Search This Blog

Friday, June 21, 2013

12 Weeks Progress Picture

 March 2013

June 2013 (12 weeks post op)

48 pounds gone. I was REALLY wanting to say 50lb by the time I hit 12 weeks. Oh well, still obviously very happy. I should stop raining on my own parade huh?...hey, it's a lifelong struggle. 

We are getting ready to go on a 16 hour road trip and I have all my vitamins and some protein shakes. Now that I can eat all normal food (except steak and squishy bread), I'll need to watch myself on the road. More apples and less gas station pringles. Okay there may be a FEW pringles involved. 

I won't weigh myself for over 10 days which will be kind of nice actually, being that I currently do it twice a day. I can just focus on eating well and having a good time...and here's hoping that I like the scale reading on the flip side.

Tuesday, June 18, 2013

Regiment

In the time since surgery, I've been going through phases with my vitamins. For a while I was very regimented and after some time had past I became less so.

Since I am getting very little nutrition from food, my dietician at the bariatric center really enforces vitamins vitamins vitamins. Oh and protein. Protein is your friend.
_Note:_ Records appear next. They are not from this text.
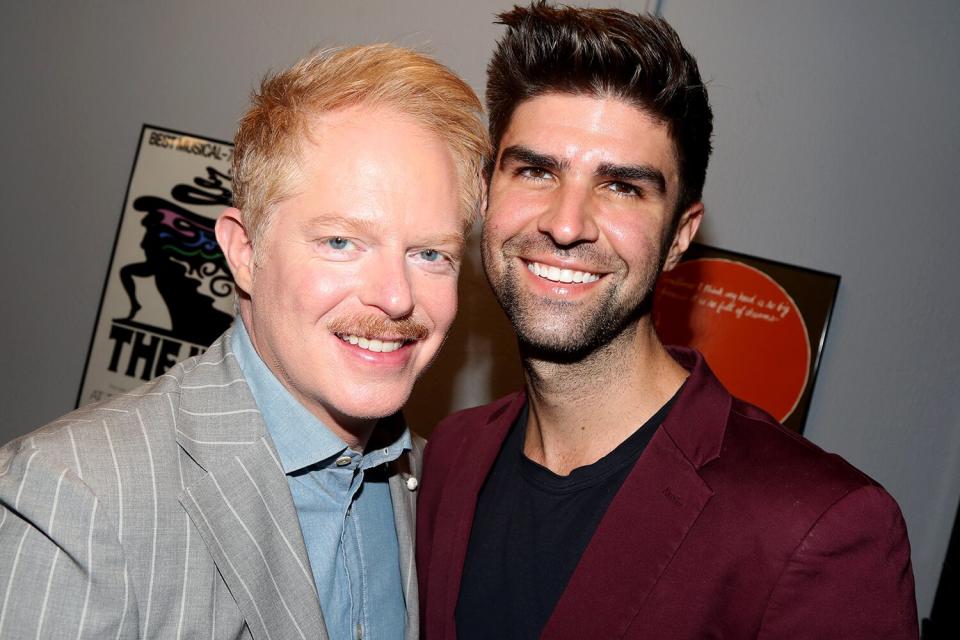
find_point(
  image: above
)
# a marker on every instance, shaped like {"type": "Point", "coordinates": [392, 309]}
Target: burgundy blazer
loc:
{"type": "Point", "coordinates": [729, 526]}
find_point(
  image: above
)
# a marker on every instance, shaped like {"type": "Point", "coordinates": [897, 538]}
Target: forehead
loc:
{"type": "Point", "coordinates": [374, 164]}
{"type": "Point", "coordinates": [589, 130]}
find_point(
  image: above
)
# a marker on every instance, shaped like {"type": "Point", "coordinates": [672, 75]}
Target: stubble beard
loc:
{"type": "Point", "coordinates": [569, 332]}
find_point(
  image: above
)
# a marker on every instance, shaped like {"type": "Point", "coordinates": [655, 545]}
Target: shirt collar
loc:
{"type": "Point", "coordinates": [301, 438]}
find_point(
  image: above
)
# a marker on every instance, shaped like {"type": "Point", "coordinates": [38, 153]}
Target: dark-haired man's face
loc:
{"type": "Point", "coordinates": [578, 225]}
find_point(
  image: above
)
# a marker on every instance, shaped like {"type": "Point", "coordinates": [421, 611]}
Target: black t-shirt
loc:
{"type": "Point", "coordinates": [529, 531]}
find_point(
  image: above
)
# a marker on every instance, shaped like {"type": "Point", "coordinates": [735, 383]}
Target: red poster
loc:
{"type": "Point", "coordinates": [760, 324]}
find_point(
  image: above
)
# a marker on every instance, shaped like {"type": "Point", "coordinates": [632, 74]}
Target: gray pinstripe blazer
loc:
{"type": "Point", "coordinates": [165, 513]}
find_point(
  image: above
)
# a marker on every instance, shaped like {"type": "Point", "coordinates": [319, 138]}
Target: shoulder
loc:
{"type": "Point", "coordinates": [765, 467]}
{"type": "Point", "coordinates": [453, 429]}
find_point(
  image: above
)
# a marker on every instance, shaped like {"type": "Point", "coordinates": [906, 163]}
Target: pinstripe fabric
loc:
{"type": "Point", "coordinates": [164, 513]}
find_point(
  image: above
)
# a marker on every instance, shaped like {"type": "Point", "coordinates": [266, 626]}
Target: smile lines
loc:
{"type": "Point", "coordinates": [556, 274]}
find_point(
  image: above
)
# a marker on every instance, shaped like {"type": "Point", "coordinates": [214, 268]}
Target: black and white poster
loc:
{"type": "Point", "coordinates": [169, 292]}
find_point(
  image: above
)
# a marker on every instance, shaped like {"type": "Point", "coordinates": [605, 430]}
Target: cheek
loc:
{"type": "Point", "coordinates": [318, 290]}
{"type": "Point", "coordinates": [438, 299]}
So it's not good for me to slip.

It's a poor excuse but I think part of it was having so many bottles to deal with and many of them cannot be taken together so I have to remember when is okay. I wrote on the top of the bottles which helps some, but I also invested in one of these bad boys...
What you see here is my daily regiment:
breakfast- a multi vitamin, vitamin D, and a sublingual (aka under the tongue) B12
mid-day- 6 caramel chews of Calcium Citrate. I slipped one in their just to remind me. Even though they are super delicious, this has been the hardest one to remember.
dinner- another multi and a fish oil pill
bed- another vitamin D and iron

Now, the multi and calcium cannot be taken at the same time. And the iron and multi cannot be taken at the same time. The fish oil and D can be taken whenever. And I can't lie, I was accidently chewing up the sublingual B12 for over a month. Sublingual....what do I speak Greek?

The way I keep it all straight is simple...the Bariatric Center gave me a huge binder of info in which it is all very CLEARLY mapped out for me. If in doubt, check the binder. The binder is your friend too.
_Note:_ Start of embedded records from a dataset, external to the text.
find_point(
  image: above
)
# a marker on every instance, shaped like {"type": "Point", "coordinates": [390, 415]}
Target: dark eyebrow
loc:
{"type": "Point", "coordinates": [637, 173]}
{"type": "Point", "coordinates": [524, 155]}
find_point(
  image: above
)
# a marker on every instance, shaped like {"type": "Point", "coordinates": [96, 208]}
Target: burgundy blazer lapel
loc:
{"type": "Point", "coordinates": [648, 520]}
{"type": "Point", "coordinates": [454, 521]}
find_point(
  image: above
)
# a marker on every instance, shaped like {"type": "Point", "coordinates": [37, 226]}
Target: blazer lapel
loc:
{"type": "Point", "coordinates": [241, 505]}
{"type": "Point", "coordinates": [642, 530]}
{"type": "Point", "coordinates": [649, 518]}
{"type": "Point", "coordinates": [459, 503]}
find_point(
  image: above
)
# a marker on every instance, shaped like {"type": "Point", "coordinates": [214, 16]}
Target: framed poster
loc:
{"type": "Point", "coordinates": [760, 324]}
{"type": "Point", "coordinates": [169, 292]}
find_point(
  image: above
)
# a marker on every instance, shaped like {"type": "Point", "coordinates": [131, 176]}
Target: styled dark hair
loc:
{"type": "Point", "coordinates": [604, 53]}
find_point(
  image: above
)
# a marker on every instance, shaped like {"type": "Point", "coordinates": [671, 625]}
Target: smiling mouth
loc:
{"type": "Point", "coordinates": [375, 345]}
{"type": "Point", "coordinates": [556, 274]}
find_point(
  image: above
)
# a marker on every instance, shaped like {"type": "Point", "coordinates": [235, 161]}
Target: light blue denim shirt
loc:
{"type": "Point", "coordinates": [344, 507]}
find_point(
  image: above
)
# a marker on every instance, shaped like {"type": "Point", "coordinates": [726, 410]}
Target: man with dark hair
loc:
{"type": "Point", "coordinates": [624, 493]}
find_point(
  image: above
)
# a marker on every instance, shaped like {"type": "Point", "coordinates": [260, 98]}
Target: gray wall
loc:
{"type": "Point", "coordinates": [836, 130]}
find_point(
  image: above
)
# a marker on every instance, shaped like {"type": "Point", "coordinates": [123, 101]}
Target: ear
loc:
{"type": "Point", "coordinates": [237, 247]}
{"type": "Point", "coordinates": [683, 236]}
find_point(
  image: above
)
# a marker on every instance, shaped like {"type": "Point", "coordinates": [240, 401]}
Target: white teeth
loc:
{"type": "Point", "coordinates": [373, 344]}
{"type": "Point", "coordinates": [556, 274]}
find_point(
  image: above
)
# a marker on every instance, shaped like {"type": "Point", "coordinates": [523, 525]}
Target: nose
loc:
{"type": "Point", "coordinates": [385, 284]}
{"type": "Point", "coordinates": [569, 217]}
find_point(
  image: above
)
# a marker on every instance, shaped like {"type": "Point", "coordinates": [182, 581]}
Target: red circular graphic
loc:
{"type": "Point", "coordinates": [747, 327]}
So far my new pill popping container has been helpful. I think it was money well spent.

Friday, June 14, 2013

Uncharted Territory

I am currently down about 46 pounds and am venturing into uncharted waters weight wise. What I mean by that is that I have weighed a lot LESS than this and clearly a lot MORE than this but I've never weighed my current weight unless I was pregnant.

I've never been in this size or at this weight as a non-pregnant person.
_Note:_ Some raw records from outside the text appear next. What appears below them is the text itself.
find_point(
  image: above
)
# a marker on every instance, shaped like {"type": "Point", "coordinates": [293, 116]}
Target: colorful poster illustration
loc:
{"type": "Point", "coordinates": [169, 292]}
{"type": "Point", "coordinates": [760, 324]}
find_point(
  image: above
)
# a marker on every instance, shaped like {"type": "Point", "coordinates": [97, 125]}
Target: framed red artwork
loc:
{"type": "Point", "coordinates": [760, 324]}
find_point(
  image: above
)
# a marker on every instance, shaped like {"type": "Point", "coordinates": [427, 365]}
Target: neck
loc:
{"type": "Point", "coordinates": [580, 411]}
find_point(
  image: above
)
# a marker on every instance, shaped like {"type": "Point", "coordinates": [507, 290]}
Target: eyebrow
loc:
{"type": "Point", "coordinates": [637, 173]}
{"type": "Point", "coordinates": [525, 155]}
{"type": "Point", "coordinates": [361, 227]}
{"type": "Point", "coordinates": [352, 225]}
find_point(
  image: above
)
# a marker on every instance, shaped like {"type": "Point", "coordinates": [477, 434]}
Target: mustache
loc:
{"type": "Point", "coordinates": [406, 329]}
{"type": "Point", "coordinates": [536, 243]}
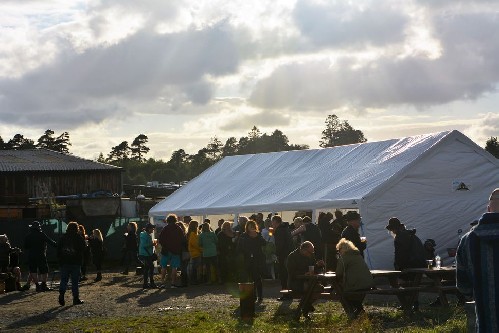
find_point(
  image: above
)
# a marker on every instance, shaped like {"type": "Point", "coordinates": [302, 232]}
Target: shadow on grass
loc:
{"type": "Point", "coordinates": [16, 296]}
{"type": "Point", "coordinates": [38, 319]}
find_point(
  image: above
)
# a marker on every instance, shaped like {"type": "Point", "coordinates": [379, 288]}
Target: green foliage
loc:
{"type": "Point", "coordinates": [492, 146]}
{"type": "Point", "coordinates": [59, 144]}
{"type": "Point", "coordinates": [339, 133]}
{"type": "Point", "coordinates": [329, 317]}
{"type": "Point", "coordinates": [19, 142]}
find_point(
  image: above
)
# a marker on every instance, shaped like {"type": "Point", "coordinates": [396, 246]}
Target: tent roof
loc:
{"type": "Point", "coordinates": [298, 180]}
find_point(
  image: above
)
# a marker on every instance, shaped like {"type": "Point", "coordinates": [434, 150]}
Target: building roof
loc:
{"type": "Point", "coordinates": [303, 179]}
{"type": "Point", "coordinates": [42, 160]}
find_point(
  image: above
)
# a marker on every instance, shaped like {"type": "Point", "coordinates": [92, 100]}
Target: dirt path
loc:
{"type": "Point", "coordinates": [115, 296]}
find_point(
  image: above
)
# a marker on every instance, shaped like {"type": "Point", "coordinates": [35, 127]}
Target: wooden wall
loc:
{"type": "Point", "coordinates": [18, 187]}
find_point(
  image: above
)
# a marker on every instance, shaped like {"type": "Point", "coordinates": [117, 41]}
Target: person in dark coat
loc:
{"type": "Point", "coordinates": [172, 239]}
{"type": "Point", "coordinates": [298, 263]}
{"type": "Point", "coordinates": [87, 255]}
{"type": "Point", "coordinates": [251, 246]}
{"type": "Point", "coordinates": [409, 250]}
{"type": "Point", "coordinates": [284, 246]}
{"type": "Point", "coordinates": [337, 226]}
{"type": "Point", "coordinates": [226, 248]}
{"type": "Point", "coordinates": [70, 251]}
{"type": "Point", "coordinates": [184, 257]}
{"type": "Point", "coordinates": [96, 244]}
{"type": "Point", "coordinates": [353, 273]}
{"type": "Point", "coordinates": [36, 244]}
{"type": "Point", "coordinates": [477, 267]}
{"type": "Point", "coordinates": [9, 259]}
{"type": "Point", "coordinates": [351, 232]}
{"type": "Point", "coordinates": [130, 247]}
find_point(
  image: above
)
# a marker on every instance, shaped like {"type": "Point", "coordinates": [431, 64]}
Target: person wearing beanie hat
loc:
{"type": "Point", "coordinates": [477, 269]}
{"type": "Point", "coordinates": [351, 232]}
{"type": "Point", "coordinates": [36, 245]}
{"type": "Point", "coordinates": [409, 250]}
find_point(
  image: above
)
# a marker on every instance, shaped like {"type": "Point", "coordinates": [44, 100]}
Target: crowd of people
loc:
{"type": "Point", "coordinates": [75, 250]}
{"type": "Point", "coordinates": [189, 253]}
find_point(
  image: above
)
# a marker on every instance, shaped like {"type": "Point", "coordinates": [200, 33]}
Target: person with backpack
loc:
{"type": "Point", "coordinates": [96, 244]}
{"type": "Point", "coordinates": [36, 245]}
{"type": "Point", "coordinates": [409, 250]}
{"type": "Point", "coordinates": [477, 270]}
{"type": "Point", "coordinates": [70, 251]}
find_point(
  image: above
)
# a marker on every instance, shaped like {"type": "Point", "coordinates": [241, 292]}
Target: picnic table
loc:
{"type": "Point", "coordinates": [441, 281]}
{"type": "Point", "coordinates": [335, 292]}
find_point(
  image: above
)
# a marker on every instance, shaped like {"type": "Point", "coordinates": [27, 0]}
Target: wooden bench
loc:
{"type": "Point", "coordinates": [325, 294]}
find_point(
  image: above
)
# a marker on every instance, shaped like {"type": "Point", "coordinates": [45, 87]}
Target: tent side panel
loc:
{"type": "Point", "coordinates": [427, 199]}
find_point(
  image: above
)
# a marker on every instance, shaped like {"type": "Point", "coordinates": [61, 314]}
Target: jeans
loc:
{"type": "Point", "coordinates": [148, 269]}
{"type": "Point", "coordinates": [130, 257]}
{"type": "Point", "coordinates": [68, 271]}
{"type": "Point", "coordinates": [195, 264]}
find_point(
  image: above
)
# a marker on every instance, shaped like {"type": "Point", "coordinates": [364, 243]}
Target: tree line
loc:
{"type": "Point", "coordinates": [183, 166]}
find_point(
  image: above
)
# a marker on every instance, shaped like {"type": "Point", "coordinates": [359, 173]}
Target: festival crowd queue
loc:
{"type": "Point", "coordinates": [189, 252]}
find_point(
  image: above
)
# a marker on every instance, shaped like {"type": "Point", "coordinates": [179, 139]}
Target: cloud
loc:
{"type": "Point", "coordinates": [262, 120]}
{"type": "Point", "coordinates": [484, 128]}
{"type": "Point", "coordinates": [101, 81]}
{"type": "Point", "coordinates": [341, 24]}
{"type": "Point", "coordinates": [467, 68]}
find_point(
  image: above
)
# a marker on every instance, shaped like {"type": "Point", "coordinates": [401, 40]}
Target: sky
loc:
{"type": "Point", "coordinates": [182, 72]}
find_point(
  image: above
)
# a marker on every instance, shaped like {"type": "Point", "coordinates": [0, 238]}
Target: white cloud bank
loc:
{"type": "Point", "coordinates": [220, 67]}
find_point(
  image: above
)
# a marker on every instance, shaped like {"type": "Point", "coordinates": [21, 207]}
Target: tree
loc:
{"type": "Point", "coordinates": [492, 146]}
{"type": "Point", "coordinates": [339, 133]}
{"type": "Point", "coordinates": [62, 142]}
{"type": "Point", "coordinates": [19, 142]}
{"type": "Point", "coordinates": [119, 153]}
{"type": "Point", "coordinates": [46, 140]}
{"type": "Point", "coordinates": [165, 175]}
{"type": "Point", "coordinates": [139, 148]}
{"type": "Point", "coordinates": [101, 158]}
{"type": "Point", "coordinates": [59, 144]}
{"type": "Point", "coordinates": [230, 148]}
{"type": "Point", "coordinates": [214, 149]}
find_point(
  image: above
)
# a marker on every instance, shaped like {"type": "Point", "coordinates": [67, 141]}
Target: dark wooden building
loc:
{"type": "Point", "coordinates": [28, 175]}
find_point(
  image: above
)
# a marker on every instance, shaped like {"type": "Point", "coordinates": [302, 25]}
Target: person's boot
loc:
{"type": "Point", "coordinates": [62, 302]}
{"type": "Point", "coordinates": [44, 287]}
{"type": "Point", "coordinates": [77, 301]}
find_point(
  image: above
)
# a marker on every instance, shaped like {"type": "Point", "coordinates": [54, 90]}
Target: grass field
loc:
{"type": "Point", "coordinates": [272, 317]}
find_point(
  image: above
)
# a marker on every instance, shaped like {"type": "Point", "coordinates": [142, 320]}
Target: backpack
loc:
{"type": "Point", "coordinates": [417, 256]}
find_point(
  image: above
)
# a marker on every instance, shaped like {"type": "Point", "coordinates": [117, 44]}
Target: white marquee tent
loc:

See? Skinnier than now and a little pregnant....

And a little heftier after that baby was born....
 
And well, it just kind of stayed there for a long time. That baby is now four years old and I've still got the 'baby weight' hanging around.

Last time I weighed what I do RIGHT NOW, I was carrying extra cargo....
I cannot get this pic to rotate to save my life, sorry!

Sad but true that this is the way it's gone for me. I think it's unfair to totally blame my weight gain on pregnancies, but they certainly didn't help. I guess it's fair to say that they helped me gain weight a lot more easily and quickly than I otherwise would have. 

After Tessa's birth, I was able to easily lose everything that I had gained, especially while nursing. With Charley though, something weird happened with my body. Maybe the hormones of having and nursing two babies in 2 years? But I had a LOT more trouble afterward not only with losing weight but with control of blood sugar, sleep apnea and fatigue and even menstrual cycles. 

My body just kinda freaked out. 

And about the time I was back on track, I shattered my foot and have to have surgery which lead to about a year of recovery before I was back to full usage and excercise. 

Excuse after excuse? Maybe. But I was definitely stuck, there's no denying that. 

And when you're stuck, I guess the best thing to do is to look at the most logical ways to get yourself unstuck. And that's why I decided on surgery. Because I know my body SO well and I knew what I was capable and not capable of doing. And so far I'm nothing but happy with my decision.